Discursando na abertura da conferência sobre os 50 anos da presença de Angola na Organização da Unidade Africana/União Africana (OUA/UA) e nas Nações Unidas, o ministro das Relações Exteriores, Téte António, defendeu uma mudança de paradigma na política externa, com o país a passar “de uma presença participativa para uma actuação propositiva, proactiva e transformadora”.
Téte António enquadrou esta ambição num contexto internacional “mais fragmentado, marcado por rivalidades estratégicas, rupturas e polarização”, defendendo que Angola “não pode limitar-se a reagir”, devendo afirmar-se como “sujeito activo, capaz de influenciar e moldar” os rumos do sistema internacional.
Destacou ainda o papel de Angola como “factor de equilíbrio, promotor de paz e catalisador de soluções africanas para os problemas africanos”, sublinhando a actuação do país em processos de mediação e estabilização regional, sobretudo na África Central e Austral.
No plano multilateral, o ministro salientou que Angola cumpriu dois mandatos como membro não permanente do Conselho de Segurança da ONU, além de integrar o Conselho Económico e Social, o Conselho dos Direitos Humanos e a Comissão de Consolidação da Paz.

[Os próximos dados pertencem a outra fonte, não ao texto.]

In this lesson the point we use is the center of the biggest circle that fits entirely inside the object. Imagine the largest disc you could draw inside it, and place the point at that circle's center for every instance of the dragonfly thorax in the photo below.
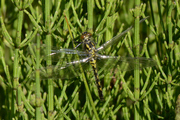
(87, 42)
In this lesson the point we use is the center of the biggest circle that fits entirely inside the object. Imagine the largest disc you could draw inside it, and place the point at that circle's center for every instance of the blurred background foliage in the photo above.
(25, 23)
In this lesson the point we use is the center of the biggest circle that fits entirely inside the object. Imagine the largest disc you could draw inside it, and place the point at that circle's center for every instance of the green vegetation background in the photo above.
(150, 93)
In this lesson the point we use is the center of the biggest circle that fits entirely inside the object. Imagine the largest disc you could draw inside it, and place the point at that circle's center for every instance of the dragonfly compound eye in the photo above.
(85, 35)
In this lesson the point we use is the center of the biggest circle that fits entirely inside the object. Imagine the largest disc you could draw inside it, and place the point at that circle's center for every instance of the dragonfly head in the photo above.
(85, 36)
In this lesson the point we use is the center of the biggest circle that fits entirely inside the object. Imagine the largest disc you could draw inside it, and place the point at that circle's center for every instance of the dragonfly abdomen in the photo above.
(93, 64)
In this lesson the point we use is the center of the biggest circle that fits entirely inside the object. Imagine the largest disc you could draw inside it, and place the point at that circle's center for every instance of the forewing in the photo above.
(67, 71)
(123, 63)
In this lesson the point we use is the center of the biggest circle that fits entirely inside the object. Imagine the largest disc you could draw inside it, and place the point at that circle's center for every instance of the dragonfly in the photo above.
(69, 61)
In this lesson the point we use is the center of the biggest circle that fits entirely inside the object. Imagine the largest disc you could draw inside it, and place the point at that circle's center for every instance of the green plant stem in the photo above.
(49, 62)
(90, 4)
(38, 94)
(136, 72)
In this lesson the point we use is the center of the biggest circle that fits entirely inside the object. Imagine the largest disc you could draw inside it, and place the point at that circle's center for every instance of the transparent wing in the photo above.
(116, 38)
(69, 54)
(67, 71)
(123, 63)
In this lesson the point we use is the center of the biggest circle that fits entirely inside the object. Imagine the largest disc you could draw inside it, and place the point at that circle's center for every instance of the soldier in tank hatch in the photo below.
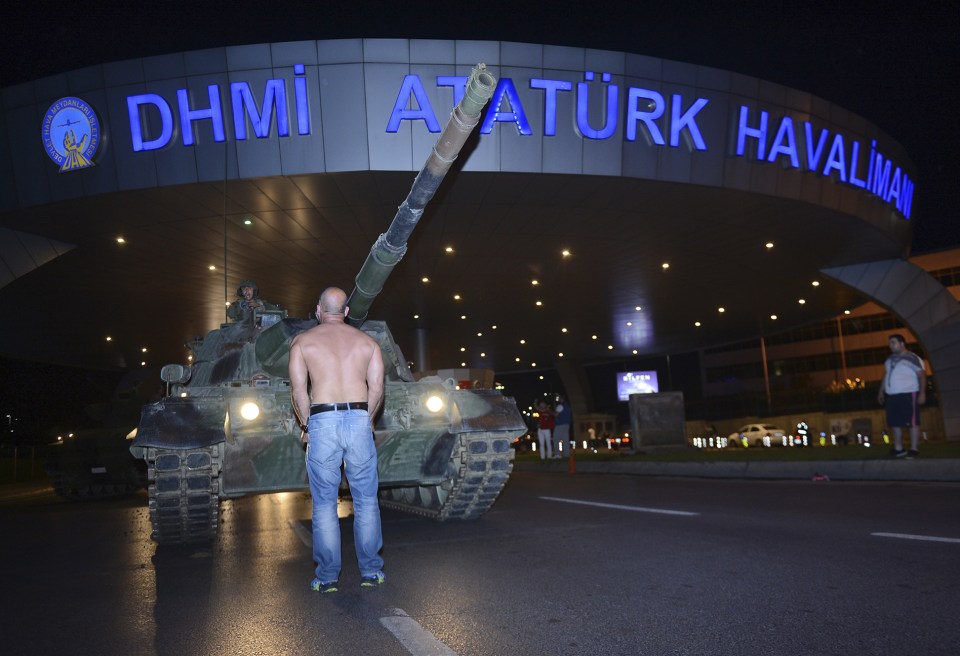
(248, 300)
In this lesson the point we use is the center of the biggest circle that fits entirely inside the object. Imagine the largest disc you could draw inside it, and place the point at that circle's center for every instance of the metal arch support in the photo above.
(928, 309)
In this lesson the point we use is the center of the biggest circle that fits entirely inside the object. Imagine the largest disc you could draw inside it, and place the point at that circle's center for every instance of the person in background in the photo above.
(545, 425)
(903, 391)
(561, 431)
(248, 300)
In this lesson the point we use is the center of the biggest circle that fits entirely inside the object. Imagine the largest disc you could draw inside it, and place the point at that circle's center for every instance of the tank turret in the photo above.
(226, 426)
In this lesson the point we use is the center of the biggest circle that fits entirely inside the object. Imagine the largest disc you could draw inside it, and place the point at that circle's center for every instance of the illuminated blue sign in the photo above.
(665, 120)
(243, 102)
(71, 134)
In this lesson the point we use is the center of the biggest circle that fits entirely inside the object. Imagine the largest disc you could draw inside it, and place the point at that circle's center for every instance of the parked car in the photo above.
(758, 435)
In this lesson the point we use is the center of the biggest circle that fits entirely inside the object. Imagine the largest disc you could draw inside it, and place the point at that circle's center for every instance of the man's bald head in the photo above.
(333, 302)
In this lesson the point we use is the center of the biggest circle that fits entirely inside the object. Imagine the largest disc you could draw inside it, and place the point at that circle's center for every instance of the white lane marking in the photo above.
(302, 533)
(615, 506)
(415, 639)
(925, 538)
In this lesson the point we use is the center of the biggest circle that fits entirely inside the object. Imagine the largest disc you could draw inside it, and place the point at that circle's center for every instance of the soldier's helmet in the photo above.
(248, 283)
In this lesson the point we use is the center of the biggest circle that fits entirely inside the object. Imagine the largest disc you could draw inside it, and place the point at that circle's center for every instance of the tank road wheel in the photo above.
(184, 488)
(478, 469)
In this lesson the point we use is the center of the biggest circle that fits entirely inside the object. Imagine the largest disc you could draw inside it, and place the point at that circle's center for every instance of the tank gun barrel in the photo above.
(391, 246)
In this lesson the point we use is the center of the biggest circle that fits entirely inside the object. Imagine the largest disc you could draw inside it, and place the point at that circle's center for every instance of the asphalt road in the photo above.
(563, 564)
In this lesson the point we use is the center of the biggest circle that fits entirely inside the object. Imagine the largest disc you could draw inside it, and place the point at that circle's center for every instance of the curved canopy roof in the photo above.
(565, 238)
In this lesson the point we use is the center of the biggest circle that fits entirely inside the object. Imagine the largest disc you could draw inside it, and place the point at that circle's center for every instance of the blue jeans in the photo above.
(343, 436)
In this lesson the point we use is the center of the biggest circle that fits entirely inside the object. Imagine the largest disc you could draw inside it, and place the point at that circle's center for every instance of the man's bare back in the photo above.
(335, 361)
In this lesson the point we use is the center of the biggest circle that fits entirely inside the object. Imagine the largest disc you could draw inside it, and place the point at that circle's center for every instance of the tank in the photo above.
(226, 426)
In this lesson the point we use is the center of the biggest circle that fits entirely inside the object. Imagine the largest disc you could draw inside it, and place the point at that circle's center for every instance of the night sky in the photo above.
(894, 63)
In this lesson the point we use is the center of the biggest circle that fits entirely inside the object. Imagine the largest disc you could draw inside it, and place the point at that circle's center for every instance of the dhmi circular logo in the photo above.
(71, 133)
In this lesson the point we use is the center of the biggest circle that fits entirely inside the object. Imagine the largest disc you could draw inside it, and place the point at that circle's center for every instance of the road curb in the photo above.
(941, 469)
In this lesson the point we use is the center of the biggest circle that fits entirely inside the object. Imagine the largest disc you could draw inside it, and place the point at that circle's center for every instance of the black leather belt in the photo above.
(327, 407)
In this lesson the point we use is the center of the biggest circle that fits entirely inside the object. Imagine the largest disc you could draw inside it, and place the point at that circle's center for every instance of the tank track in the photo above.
(478, 470)
(85, 491)
(184, 487)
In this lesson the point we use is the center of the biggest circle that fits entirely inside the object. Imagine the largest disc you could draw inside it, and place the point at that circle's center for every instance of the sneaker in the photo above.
(373, 581)
(319, 586)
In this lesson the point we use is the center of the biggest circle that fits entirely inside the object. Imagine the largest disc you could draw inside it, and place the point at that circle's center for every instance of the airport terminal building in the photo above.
(610, 205)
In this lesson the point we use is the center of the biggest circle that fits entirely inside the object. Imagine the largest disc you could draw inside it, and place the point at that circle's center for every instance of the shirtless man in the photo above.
(336, 379)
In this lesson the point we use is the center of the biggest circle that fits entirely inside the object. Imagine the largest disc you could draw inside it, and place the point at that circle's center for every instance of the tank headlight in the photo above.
(250, 411)
(434, 403)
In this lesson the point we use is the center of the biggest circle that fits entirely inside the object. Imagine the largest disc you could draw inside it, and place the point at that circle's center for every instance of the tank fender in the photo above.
(482, 410)
(182, 423)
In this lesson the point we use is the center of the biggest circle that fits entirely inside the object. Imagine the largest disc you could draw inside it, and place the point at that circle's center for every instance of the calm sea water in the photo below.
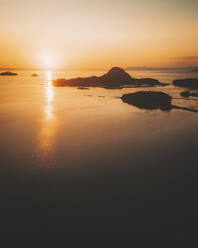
(57, 141)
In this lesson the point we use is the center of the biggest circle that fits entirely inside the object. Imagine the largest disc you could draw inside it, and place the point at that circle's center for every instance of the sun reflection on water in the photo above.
(49, 96)
(48, 127)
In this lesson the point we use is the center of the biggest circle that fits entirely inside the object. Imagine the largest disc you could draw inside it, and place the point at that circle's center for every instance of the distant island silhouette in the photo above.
(8, 73)
(189, 83)
(115, 78)
(151, 100)
(188, 94)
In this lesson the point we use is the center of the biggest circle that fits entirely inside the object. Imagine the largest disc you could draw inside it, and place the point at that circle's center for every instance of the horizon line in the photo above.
(128, 68)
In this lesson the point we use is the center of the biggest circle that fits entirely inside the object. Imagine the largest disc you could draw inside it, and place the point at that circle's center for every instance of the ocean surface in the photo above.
(82, 160)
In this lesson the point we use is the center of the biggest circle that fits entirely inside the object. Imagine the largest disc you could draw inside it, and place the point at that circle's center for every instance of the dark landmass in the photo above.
(8, 73)
(148, 100)
(83, 88)
(151, 100)
(190, 83)
(188, 93)
(116, 78)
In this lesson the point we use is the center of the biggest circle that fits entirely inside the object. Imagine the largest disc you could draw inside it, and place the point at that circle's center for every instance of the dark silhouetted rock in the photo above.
(151, 100)
(8, 73)
(148, 100)
(188, 93)
(83, 88)
(190, 83)
(116, 78)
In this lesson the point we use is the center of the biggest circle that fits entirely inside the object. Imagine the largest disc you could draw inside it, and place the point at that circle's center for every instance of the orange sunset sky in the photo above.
(89, 34)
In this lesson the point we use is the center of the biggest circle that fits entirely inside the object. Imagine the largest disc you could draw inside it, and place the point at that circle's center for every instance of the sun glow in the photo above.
(48, 61)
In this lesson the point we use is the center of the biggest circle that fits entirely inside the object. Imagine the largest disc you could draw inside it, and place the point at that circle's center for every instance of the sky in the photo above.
(90, 34)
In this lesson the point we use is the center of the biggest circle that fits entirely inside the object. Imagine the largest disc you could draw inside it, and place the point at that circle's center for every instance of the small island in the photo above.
(149, 100)
(152, 100)
(188, 94)
(189, 83)
(8, 73)
(116, 78)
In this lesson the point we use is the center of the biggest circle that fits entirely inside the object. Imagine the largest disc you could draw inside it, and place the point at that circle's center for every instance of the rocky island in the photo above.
(8, 73)
(34, 75)
(151, 100)
(188, 94)
(116, 78)
(189, 83)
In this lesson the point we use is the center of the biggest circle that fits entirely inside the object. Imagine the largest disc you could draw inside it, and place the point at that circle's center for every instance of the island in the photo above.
(189, 83)
(188, 94)
(149, 100)
(8, 73)
(152, 100)
(116, 78)
(34, 75)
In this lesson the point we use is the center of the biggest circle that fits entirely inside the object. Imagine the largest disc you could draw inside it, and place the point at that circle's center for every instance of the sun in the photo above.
(48, 61)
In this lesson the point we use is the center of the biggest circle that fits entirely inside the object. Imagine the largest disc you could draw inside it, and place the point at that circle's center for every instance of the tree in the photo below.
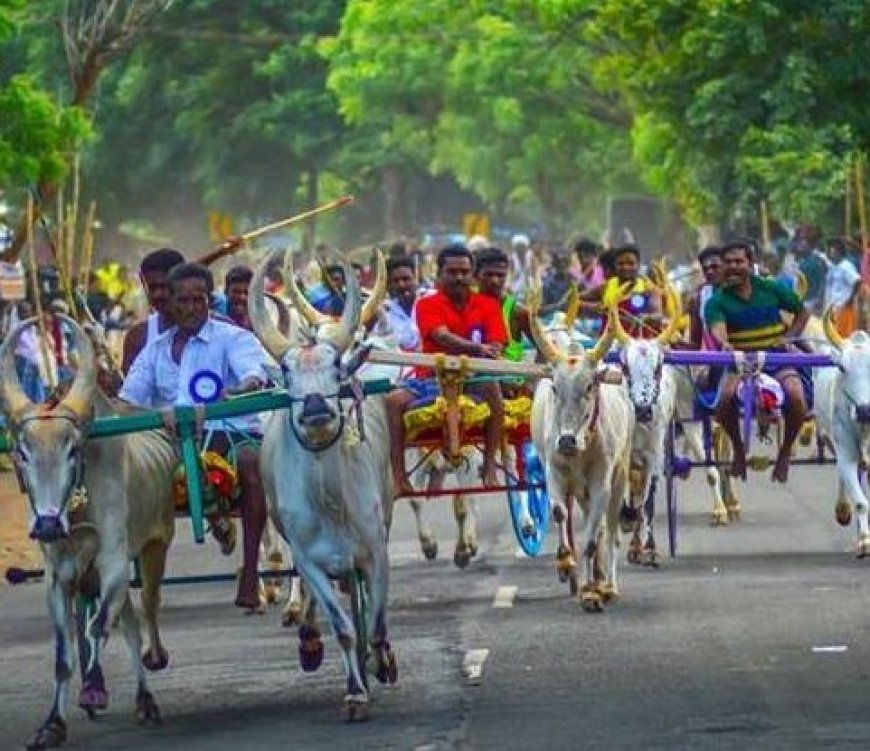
(498, 96)
(734, 101)
(94, 33)
(35, 133)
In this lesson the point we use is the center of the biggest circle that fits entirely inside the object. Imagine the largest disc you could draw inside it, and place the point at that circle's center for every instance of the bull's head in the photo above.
(315, 371)
(48, 439)
(643, 359)
(853, 356)
(575, 382)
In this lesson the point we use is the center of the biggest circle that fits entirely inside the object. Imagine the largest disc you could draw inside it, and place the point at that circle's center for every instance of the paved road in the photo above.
(755, 637)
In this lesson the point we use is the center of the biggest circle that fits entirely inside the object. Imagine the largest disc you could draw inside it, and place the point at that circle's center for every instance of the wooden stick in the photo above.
(87, 253)
(454, 362)
(234, 243)
(37, 295)
(859, 198)
(847, 202)
(765, 226)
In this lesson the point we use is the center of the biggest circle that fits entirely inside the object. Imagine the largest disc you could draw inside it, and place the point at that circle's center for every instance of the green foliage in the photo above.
(736, 100)
(36, 133)
(495, 95)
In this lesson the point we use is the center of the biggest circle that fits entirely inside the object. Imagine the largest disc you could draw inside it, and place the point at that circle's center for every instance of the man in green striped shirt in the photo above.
(746, 313)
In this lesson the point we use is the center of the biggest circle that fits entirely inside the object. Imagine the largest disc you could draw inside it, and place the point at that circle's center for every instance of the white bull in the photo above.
(326, 488)
(842, 405)
(652, 390)
(582, 431)
(88, 538)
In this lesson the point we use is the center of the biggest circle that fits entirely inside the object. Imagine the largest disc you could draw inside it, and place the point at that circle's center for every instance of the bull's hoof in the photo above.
(292, 615)
(573, 583)
(93, 697)
(50, 735)
(147, 711)
(270, 592)
(430, 549)
(310, 649)
(608, 592)
(386, 669)
(155, 659)
(356, 708)
(565, 563)
(628, 514)
(843, 513)
(461, 556)
(591, 600)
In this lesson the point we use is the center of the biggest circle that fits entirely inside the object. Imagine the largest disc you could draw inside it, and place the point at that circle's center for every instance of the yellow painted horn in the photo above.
(831, 330)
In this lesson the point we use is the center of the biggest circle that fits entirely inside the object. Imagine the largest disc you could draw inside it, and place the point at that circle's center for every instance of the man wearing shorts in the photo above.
(454, 320)
(745, 313)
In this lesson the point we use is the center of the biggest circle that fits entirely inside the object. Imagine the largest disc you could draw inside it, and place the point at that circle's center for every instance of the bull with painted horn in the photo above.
(582, 427)
(842, 404)
(326, 489)
(652, 389)
(94, 504)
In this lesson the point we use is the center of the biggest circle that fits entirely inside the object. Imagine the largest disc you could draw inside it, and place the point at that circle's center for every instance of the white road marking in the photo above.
(472, 663)
(504, 597)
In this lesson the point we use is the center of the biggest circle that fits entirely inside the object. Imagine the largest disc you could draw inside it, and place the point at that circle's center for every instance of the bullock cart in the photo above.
(749, 366)
(448, 428)
(188, 422)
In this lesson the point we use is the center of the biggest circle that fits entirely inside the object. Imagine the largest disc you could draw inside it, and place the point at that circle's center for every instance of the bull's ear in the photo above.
(353, 363)
(609, 375)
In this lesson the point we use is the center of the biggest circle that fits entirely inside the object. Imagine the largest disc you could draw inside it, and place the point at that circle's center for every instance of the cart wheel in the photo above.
(359, 613)
(535, 497)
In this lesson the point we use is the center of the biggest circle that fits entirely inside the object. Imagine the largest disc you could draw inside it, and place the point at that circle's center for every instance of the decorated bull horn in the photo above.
(675, 314)
(601, 347)
(572, 306)
(275, 343)
(614, 323)
(80, 397)
(15, 401)
(378, 292)
(831, 330)
(341, 335)
(311, 314)
(542, 341)
(283, 313)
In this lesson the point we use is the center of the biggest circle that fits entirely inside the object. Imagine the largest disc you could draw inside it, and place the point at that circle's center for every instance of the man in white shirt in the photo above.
(399, 308)
(197, 360)
(841, 286)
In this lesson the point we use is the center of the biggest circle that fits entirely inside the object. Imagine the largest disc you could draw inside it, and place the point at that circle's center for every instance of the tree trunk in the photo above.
(312, 194)
(46, 190)
(391, 182)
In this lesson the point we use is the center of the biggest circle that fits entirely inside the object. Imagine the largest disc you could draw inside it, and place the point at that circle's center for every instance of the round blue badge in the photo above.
(205, 387)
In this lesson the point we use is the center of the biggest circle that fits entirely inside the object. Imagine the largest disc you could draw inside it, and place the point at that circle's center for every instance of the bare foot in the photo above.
(738, 465)
(780, 469)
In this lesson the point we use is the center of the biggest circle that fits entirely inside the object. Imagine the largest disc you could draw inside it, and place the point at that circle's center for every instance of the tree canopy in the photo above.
(530, 110)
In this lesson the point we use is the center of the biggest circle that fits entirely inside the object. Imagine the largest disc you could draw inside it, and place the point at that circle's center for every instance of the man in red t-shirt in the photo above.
(456, 321)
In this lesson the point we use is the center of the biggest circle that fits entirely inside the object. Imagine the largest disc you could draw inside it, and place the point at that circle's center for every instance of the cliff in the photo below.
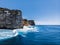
(10, 18)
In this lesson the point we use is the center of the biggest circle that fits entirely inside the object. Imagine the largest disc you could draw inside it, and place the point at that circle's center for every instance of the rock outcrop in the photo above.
(10, 18)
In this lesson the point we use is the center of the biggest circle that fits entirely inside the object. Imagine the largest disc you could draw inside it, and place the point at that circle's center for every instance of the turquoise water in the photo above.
(46, 35)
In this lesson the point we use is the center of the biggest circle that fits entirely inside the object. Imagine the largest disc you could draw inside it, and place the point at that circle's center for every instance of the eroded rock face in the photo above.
(10, 18)
(28, 22)
(31, 22)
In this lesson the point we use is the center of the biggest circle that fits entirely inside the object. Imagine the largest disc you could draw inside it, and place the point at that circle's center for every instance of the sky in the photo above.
(43, 12)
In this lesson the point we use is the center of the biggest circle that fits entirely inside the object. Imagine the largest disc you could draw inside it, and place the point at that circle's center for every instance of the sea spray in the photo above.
(26, 29)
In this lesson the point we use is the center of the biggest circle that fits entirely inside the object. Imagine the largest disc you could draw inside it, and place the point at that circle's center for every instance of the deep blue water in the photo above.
(47, 35)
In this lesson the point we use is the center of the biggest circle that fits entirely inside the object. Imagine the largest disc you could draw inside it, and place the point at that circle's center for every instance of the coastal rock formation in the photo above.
(31, 22)
(28, 22)
(10, 18)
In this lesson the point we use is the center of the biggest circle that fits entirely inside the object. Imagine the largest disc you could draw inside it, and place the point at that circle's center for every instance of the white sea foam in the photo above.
(25, 30)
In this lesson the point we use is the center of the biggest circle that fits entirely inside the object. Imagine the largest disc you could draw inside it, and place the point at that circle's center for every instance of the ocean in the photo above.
(41, 35)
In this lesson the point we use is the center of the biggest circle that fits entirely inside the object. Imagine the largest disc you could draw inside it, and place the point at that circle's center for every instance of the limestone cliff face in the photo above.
(10, 18)
(31, 22)
(28, 22)
(13, 19)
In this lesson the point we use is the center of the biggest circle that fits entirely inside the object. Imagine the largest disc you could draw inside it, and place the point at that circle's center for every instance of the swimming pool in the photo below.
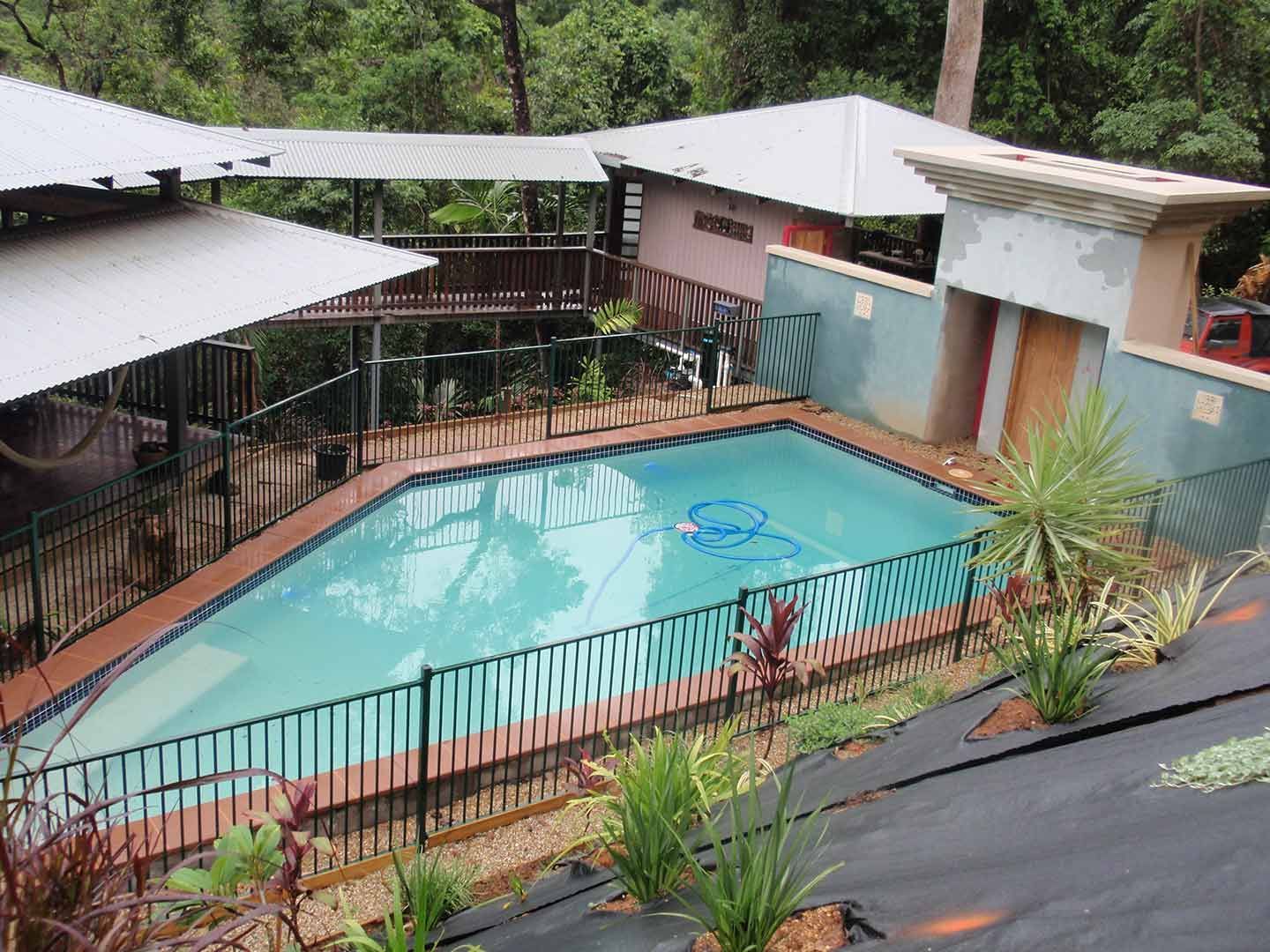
(482, 565)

Téte António apontou ainda as áreas em que Angola pretende afirmar-se nos debates globais, incluindo segurança energética, alterações climáticas, segurança alimentar e mobilidade humana, e defendeu o investimento na formação de uma nova geração de diplomatas com competências técnicas e visão geopolítica.
O ministro sublinhou que a diplomacia angolana nasceu ligada às lutas de libertação, tendo contribuído para o fim do colonialismo e do ‘apartheid’, e que o país pretende agora afirmar-se como actor relevante na construção de soluções globais.
A conferência, que decorre ao longo de dois dias na Tenda da Marginal de Luanda, integra vários painéis temáticos sobre o percurso de Angola na OUA/UA e na ONU, bem como uma exposição fotográfica sobre a história do país naquelas organizações.
Para quinta-feira está prevista uma cerimónia de outorga de medalhas e diplomas de reconhecimento a personalidades que contribuíram para o fortalecimento da diplomacia angolana ao longo das últimas cinco décadas.